J’ai trop l’impression de revivre pour avoir le temps de m’ennuyer de qui que ce soit.

Cela fait-il de moi une mère indigne ? J’en doute. Récemment, Pierre Foglia publiait un papier sur ces parents qui « parkent » leurs enfants dans des garderie dix heures par jour et qui remettent leur éducation entre les mains des employés desdites garderies. Il s’insurgeait contre ces gens qui abandonnent presque leur progéniture et contre le mode de vie de ces personnes. Ce qu’il ne considérait toutefois pas, c’est que beaucoup de ces individus sont de très bons parents, toutefois, ils ne sont pas conçus pour être hommes ou femmes au foyer. Ils ont besoin d’avoir une vie en dehors de leur rôle de parents et le fait de se « départir » de leurs enfants 5 jours par semaine leur permet d’aller s’épanouir ailleurs, autrement, et d’être d’encore meilleurs papas et mamans lorsqu’ils retrouvent leurs petits. Le temps qu’ils passent avec eux le soir et la fin de semaine devient précieux et sa qualité augmente bien souvent.

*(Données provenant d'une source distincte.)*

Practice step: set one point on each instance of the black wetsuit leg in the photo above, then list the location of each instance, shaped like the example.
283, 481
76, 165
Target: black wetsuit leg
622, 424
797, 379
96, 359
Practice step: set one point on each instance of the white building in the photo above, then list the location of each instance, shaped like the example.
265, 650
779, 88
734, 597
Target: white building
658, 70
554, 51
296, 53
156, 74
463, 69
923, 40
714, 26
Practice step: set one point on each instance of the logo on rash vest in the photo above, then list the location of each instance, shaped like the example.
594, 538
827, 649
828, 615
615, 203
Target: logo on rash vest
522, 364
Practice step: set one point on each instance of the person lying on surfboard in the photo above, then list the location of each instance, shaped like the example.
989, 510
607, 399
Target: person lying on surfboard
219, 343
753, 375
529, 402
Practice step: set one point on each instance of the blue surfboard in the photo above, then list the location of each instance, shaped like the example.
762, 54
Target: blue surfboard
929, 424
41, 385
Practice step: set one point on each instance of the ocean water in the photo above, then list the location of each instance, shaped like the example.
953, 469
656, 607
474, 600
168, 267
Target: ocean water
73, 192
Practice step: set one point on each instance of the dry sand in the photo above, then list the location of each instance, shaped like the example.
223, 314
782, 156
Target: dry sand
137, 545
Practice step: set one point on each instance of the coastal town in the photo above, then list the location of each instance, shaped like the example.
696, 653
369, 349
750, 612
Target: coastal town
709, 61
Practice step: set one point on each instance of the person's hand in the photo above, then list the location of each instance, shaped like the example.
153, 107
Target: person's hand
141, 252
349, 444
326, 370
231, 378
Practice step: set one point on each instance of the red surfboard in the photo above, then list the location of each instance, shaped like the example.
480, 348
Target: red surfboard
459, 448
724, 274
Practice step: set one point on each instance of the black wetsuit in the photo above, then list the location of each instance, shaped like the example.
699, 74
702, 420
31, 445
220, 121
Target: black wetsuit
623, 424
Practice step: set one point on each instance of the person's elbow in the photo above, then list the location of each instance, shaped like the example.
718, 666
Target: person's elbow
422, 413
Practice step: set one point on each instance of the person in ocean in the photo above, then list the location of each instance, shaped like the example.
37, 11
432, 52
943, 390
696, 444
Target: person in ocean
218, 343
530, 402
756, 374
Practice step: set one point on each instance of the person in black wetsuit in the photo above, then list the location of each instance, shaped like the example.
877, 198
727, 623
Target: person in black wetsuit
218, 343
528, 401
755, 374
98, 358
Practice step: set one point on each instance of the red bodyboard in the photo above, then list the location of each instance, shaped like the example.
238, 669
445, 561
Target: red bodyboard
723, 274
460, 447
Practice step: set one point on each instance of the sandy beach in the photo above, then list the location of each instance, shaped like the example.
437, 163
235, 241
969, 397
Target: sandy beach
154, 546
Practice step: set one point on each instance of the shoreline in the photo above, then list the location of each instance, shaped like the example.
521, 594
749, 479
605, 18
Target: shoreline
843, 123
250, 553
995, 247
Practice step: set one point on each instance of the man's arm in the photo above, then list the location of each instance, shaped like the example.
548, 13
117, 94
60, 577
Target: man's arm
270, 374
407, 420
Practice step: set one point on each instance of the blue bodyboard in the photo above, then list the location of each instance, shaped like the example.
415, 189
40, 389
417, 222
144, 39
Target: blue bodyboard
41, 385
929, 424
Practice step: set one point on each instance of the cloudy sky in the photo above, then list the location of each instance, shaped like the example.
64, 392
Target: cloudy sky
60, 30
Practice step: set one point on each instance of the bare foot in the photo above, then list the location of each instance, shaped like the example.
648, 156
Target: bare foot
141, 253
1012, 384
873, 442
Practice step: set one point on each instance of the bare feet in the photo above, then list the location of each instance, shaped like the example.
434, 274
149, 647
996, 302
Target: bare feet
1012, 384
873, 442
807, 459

Quand je retourne chercher Léa, Alice et Béatrice, je suis tellement heureuse de les voir. Elles me sautent au cou et ne veulent plus me lâcher. Tout cet amour me comble, m’insuffle de l’énergie. Lorsqu’elles étaient à la maison avec moi 24 heures sur 24, je n’avais que très rarement droit à de tels élans d’affection. Je devais surtout supporter leurs sautes d’humeur, leurs cris, leurs pleurs, leurs niaiseries, et me concentrer sur la préparation des repas, les changements de couche, le nettoyage, etc. Maintenant, durant les quelques heures par jour qu’on passe ensemble, bien sûr, je dois les nourrir, leur donner leur bain, etc., mais ces activités routinières deviennent des occasions pour nous amuser, chanter des chansons, partager de belles et bonnes choses. Je n’ai plus envie de les chicaner parce qu’elles jettent la moitié de leur plat par terre, de leur crier d’arrêter d’envoyer de l’eau partout lorsque je tente vainement de les nettoyer ; j’ai plus de patience, je tolère davantage leurs comportements enfantins, leur fais comprendre avec beaucoup plus de douceur que leur attitude est inadéquate. Parce que je n’ai pas passé la journée à faire la police, à ramasser des dégâts et à gérer des crises.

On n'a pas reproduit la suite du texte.